Von Sydow has not had to wait until his ninth decade to suffer the fate of typecasting, though. Ever since he made the move from European to American films in the 1960s, his distinctive voice led him to be frequently cast as either a bad guy ("I'm not surprised – it's probably natural that the evil character is not one of us, but it gets boring") or a religious figure ("It can be interesting, but it can also be very boring"). Even when he was starting out, at the Royal Dramatic theatre in Stockholm in his early 20s, he was often cast as a farmhand just because of his height ("That wasn't particularly interesting.")

But Von Sydow is charming company: talkative, honest and endearingly attentive to his wife, with whom he has two children (he also has two from a previous marriage). He often talks about what "we" think as opposed to "I" and casts glances at her as if to check her opinion. (She often seems more interested in reading her book than hearing her husband tell yet another journalist about his experiences with Ingmar Bergman.)

But, anyway, let's talk about Bergman, the director with whom he will always be most closely associated, having collaborated on 13 movies. "Our relationship was extraordinarily important, on both a personal and professional level. It was complex and without it I would not be here," he says simply. "He taught me that when you play classical characters you should not take them too seriously, because they are human. Bergman had a great sense of humour." Really? Few people think of Bergman as a laugh-a-minute guy. "Oh!" says Von Sydow, as if shocked that anyone should associate the director of The Seventh Seal with anything other than larks. "It was very important to Bergman that everyone on his sets had fun together."

Von Sydow was born in Sweden, the son of a professor and a teacher, neither of whom were thrilled by his decision to act. "My parents were brought up in families which believed theatre people weren't to be trusted. But," he adds, with a shrug, "they were nice people."

Born Carl Adolph von Sydow, he changed his name when he moved into acting. Is it true he named himself after a flea? "Ha ha ha!" booms Von Sydow, his laugh filling the room. "Yes! Ha ha ha! During my military service, I performed a sketch in which I played a flea called Max. So when critics kept misspelling my name, I decided to change it and thought, 'Ah! Max!'"

Von Sydow's transition to American movies was not a particularly happy one, starting off as Jesus in the rather dreary The Greatest Story Ever Told, which he had been reluctant to do but was nagged into submission. The film went against all he had learned from Bergman about how to play classical parts. "There is no life in the characters – they were played like machines, as if seduced by their own importance. They are not human." It threw Von Sydow into another typecasting bind as he was offered "a lot of religious characters – bishops, saints, popes! Which can be very boring."

Not always, though. One of his most famous roles was as Father Merrin in The Exorcist.
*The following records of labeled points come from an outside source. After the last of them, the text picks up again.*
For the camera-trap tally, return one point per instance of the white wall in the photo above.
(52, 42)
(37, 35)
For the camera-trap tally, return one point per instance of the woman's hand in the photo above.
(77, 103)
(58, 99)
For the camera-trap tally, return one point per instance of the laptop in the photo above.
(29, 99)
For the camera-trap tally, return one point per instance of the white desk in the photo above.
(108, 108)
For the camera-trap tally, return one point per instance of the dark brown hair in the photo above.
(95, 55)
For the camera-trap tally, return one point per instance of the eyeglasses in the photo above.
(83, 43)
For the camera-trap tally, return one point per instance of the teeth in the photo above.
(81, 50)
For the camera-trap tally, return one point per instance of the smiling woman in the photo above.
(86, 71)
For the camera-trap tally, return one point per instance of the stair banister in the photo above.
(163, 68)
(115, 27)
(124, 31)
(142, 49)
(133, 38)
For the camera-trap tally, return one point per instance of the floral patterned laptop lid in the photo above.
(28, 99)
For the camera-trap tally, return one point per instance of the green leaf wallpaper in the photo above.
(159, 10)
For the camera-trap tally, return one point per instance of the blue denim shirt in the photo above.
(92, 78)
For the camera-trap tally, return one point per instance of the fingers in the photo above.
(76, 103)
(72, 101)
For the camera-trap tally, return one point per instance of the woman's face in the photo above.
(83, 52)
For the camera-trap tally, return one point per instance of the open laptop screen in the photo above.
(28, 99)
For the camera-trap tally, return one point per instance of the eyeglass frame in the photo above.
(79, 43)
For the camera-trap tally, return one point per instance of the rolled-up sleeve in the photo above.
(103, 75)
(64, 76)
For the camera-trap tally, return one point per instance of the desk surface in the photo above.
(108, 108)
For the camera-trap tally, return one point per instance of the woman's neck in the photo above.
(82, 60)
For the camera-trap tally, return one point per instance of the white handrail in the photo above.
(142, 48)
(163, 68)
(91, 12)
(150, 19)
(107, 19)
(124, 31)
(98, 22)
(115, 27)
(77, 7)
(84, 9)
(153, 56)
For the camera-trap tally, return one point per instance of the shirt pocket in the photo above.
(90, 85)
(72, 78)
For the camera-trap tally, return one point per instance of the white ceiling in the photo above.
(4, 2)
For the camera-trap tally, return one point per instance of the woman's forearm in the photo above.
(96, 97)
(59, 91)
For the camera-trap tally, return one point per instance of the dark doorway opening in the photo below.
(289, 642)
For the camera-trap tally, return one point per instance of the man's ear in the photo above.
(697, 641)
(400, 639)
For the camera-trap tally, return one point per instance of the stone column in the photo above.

This, he concedes, was fun, not least because the director, William Friedkin, was a "wild guy" who would do things like fire guns off-camera to elicit reactions from his actors. Directors such as David Lynch and Martin Scorsese have utilised the gravitas, even menace, Von Sydow brings to the screen in, respectively, Dune and Shutter Island. But it was Woody Allen who best exploited the tenderness beneath this in Hannah and Her Sisters, in which he played Fredrick, the tortured artist. In the extraordinary scene where Fredrick's partner Lee (Barbara Hershey) tells him she's leaving, Von Sydow moves from larkiness to puzzlement to anger to grief to devastation in about six minutes. "It was a funny experience because what Allen does is get the stand-ins to rehearse while we watch, and then we film! It surprised me. He is an interesting man, a stimulating personality."

These days, he and Catherine live in Paris. What more would he like from his career now? "I would love to do parts I haven't done before," he replies. And with that, he sighs.